The court’s statement about the dismemberment, however, gave The National Board of Health and Welfare the opportunity, despite the apparent Not Guilty verdict, to demand that the doctors’ licences to practise should be withdrawn. The relevant commission decided in 1989 to take away their licences. The two lawyers on the commission nevertheless voted against the decision and only a few months later the Administrative Court of Appeal gave the doctors back their licences. The decision to free the men aroused strong reactions in the press, radio and TV. Swedish Radio and the two leading newspapers ”Svenska Dagbladet” and ”Sydsvenskan” now, for the first time, named the doctors, who had already been described for ages in the media as probably being sadistic sex-killers.

From an early stage the legal proceedings against the doctors had taken on strong ideological overtones. According to the opinion-makers the dismemberment case was about gender and class rather than about evidence and the rule of law.
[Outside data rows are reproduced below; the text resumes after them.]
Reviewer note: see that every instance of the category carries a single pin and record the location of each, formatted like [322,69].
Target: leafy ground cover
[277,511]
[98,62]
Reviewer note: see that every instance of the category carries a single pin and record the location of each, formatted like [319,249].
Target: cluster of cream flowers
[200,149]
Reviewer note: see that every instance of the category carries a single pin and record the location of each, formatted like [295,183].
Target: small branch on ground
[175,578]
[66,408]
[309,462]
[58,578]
The Administrative Court of Appeal’s decision to return the doctors’ licenses to practise caused a public storm of protest. The Supreme Administrative Court rebuked the Administrative Court of Appeal. A new trial commenced in the spring of 1991. This time the court yielded to public opinion and declared the doctors convicted of having dismembered the woman’s body. As a consequence the doctors’ licences were withdrawn. Only seven years after the discovery of the dead woman’s dismembered body had the judicial investigation of the doctors’ guilt been concluded.

1999, seven years later, saw the publication of the book ”Döden är en man” (Death is a Man), which presented new evidence from the police investigation and cast doubt on the alleged evidence against the doctors. The case became front-page news once more. The ideological campaign against the doctors started up again. The debate was coloured by the significance of the dismemberment case as a pilot study for Swedish feminism’s criticism of society and the Left’s doctrine of class struggle. There was seldom any mention of the facts in the case or the importance of the rule of law. That the two doctors could actually be innocent was not something that the majority of those involved in the debate even wanted to discuss.

Petitions for a new trial were submitted later by the doctors’ lawyer to the Court of Appeal, the Supreme Court of Judicature and the Supreme Administrative Court. Up until this point all petitions had been turned down on formal grounds. It had been pointed out that the doctors had after all been absolved in the beginning from the charge of murder and that statements in a judicial summing-up cannot be appealed against.

The Swedish justice system has singled out two people as guilty of a horrific crime, without granting them the opportunity to have the alleged evidence tried in a higher court. A petition for a new trial has been forwarded to the European Court of Justice, which however has refused to re-examine the case of the two doctors.

The dismemberment case has been scrutinized by Estonian television (October 2003) in a programme describing the case of the two doctors as a miscarriage of justice and focusing upon medias responsibility for the outcome of the trials.

In July 2004 the Swedish Supreme Administrative Court rejected a very convincing petition for a new trial regarding the two doctors. The petition was drawn up by the well known Swedish lawyer, emeritus professor Anders Agell at Uppsala University, who has on his own initiative engaged himself in this case. The rejection by the Swedish Supreme Administrative Court shows that the Court of Laws prestige and unwillingness to accept the serious mistakes that the judicial system has committed has been allowed to take precedence over the legal right’s of the individual.

In 2007 the two doctors as a last resource brought a legal action for damages against the Swedish Government. The trial will commence in the fall of 2008 and give them a possibility to free themselves in a court of law from the accusations previously charged against them.

The fight for the two doctors’ and their families’ cause will continue. While Thomas Allgén and Teet Härm are denied rehabilitation, Sweden will be unable to call itself a state governed by law.